Desire is needed to not just fix what’s broken but to be there before it’s a hot mess. Desire is what got us here today. For all the bitching we can do about stock assessments, fishery managers, bean counters and all the rest of the college crowd that wouldn’t know a tile fish from a tuna, in this case we all are on it. In what the ASMFC calls a “benefit to the resource”, transferring of unused commercial quotas will not be allowed. Some of the charter boat captains came out strongly against the one fish limit, believing they could not possibly survive without offering their customers at least two stripers, regardless of all the other fish that can be targeted, which is roughly what they do now with a two fish limit. Probably in the back of our minds, we prefer the days when we could catch and go home, where there were not seventeen million rules and regulations for everything we even thought about doing but that ship has pretty much sailed. There’s lots more of us on the roads and secret boulder piles and as such, laws and cameras are fast on our sterns. Most of this is positive. The path to a protected and well managed fishery may not be drawn the same by all but the destination is the same. We want to catch tomorrow like we did a generation ago and this type of reduction gets us there in relatively short order. We’ve come a long way since the passenger pigeon.
Participation is pretty clear. We go fishing, we abide by the rules, we see the stock come roaring back in a few years. Then we get to chaw on about how good the fishing has been for so long instead of all those “back in the day” stories. Naturally there will be those who think changes of any measure are too strict or too lean but those are typically from folks who did not attend a meeting to have their voices heard. We want to enjoy healthy fisheries and don’t want to see what Hunter S. Thompson called the “High water mark. That place where the wave finally broke and rolled back”.

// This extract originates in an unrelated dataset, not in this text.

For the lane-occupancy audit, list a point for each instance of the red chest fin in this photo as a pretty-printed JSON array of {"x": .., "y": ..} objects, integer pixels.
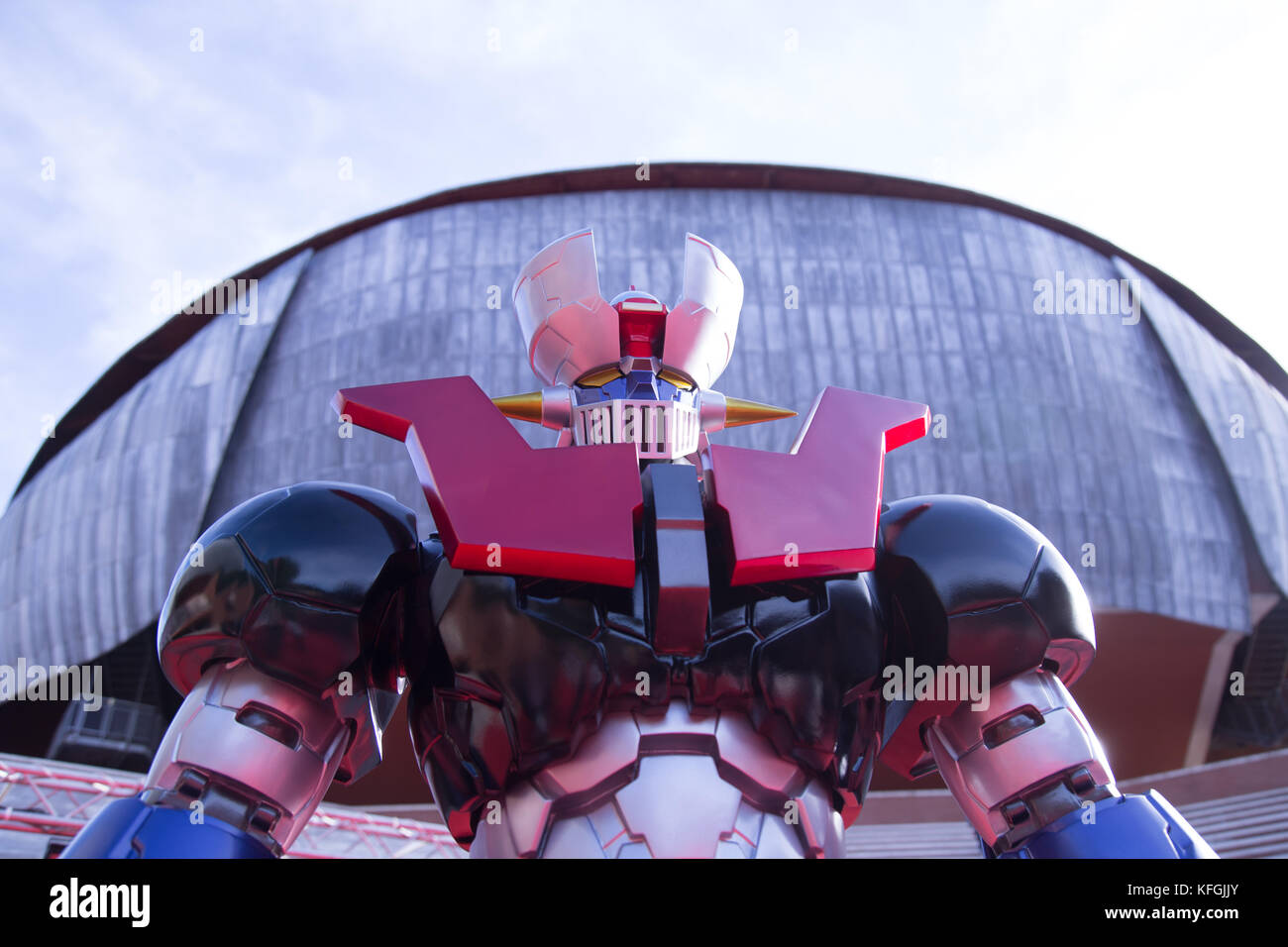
[
  {"x": 498, "y": 504},
  {"x": 812, "y": 512}
]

Enforcement means not just RIDEM officers checking licenses and counting fish, it means that fishermen are part of the process. A dozen people stood up at the ASMFC meeting at URI and told of other guys coming to our waters, mostly from out of state, taking more than they were allowed and steaming home unchecked. Divers seemed to be an issue as well. Well, it’s still the age of the cutback so the men in green can only be in so many places at once. It’s our job to dial the phone when we see such things that negatively affect the fish stocks. Like those thieves taking all the blue crabs they could carry from Cards Pond and the guy who couldn’t find a dime for a phone, we have to help keep the balance.

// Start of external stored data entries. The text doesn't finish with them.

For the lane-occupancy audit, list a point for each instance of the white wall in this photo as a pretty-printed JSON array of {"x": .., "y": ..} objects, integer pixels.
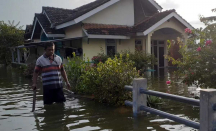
[
  {"x": 124, "y": 45},
  {"x": 92, "y": 48},
  {"x": 121, "y": 13}
]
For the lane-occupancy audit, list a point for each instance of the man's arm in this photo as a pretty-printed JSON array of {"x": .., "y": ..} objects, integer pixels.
[
  {"x": 64, "y": 75},
  {"x": 35, "y": 76}
]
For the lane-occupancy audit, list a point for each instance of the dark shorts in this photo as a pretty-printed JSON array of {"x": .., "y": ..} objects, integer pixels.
[{"x": 53, "y": 95}]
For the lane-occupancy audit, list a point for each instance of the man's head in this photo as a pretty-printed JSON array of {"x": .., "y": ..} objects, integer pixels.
[{"x": 49, "y": 48}]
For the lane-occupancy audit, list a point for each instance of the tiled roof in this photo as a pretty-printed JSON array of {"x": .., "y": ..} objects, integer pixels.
[
  {"x": 101, "y": 29},
  {"x": 46, "y": 25},
  {"x": 147, "y": 23},
  {"x": 58, "y": 15}
]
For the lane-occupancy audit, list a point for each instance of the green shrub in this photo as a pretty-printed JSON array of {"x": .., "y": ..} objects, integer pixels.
[
  {"x": 106, "y": 81},
  {"x": 75, "y": 68},
  {"x": 29, "y": 70},
  {"x": 142, "y": 61}
]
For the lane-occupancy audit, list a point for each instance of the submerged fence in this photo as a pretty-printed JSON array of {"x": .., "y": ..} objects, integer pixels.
[{"x": 207, "y": 104}]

As for the local fishing report, it’s pretty clear. Tautog: very slow, weakfish: gone south, bluefish: long gone, albies: not so much, fluke: a few stragglers, pogies: some schools up the bay still being snagged for no good reason, striped bass: thankfully always a few in Mike Laptew’s lens. It’s November in Rhode Island and the pickings are getting slim. Certainly there will be bass along our south shore, just not in great numbers, but we should be used to that this year. As always, eels and chunk bait will be your best bet. One up side to late season fishing is less crowds and in some respect, a more compact target area. We all know to look for the birds, walk the beach, give the breach ways a shot if that’s your deal and move around. These coming weeks are prime time for catching bass as they head up our rivers and into deep sections of the salt ponds to spend the winter. So if you have the slow fishing blues, remember that for the next few months there will be opportunities to catch those bass on cold clear mornings while the rest are building rods, cleaning reels or practicing the fine art of telling fish stories, which is precisely why we need to rebuild the striped bass fishery right now.
Todd Corayer is a life-long fisherman who lives not far from the Saugatucket with his wife, who supports his fishing mainly to get him out of the house and a young son who regularly catches more fish than him.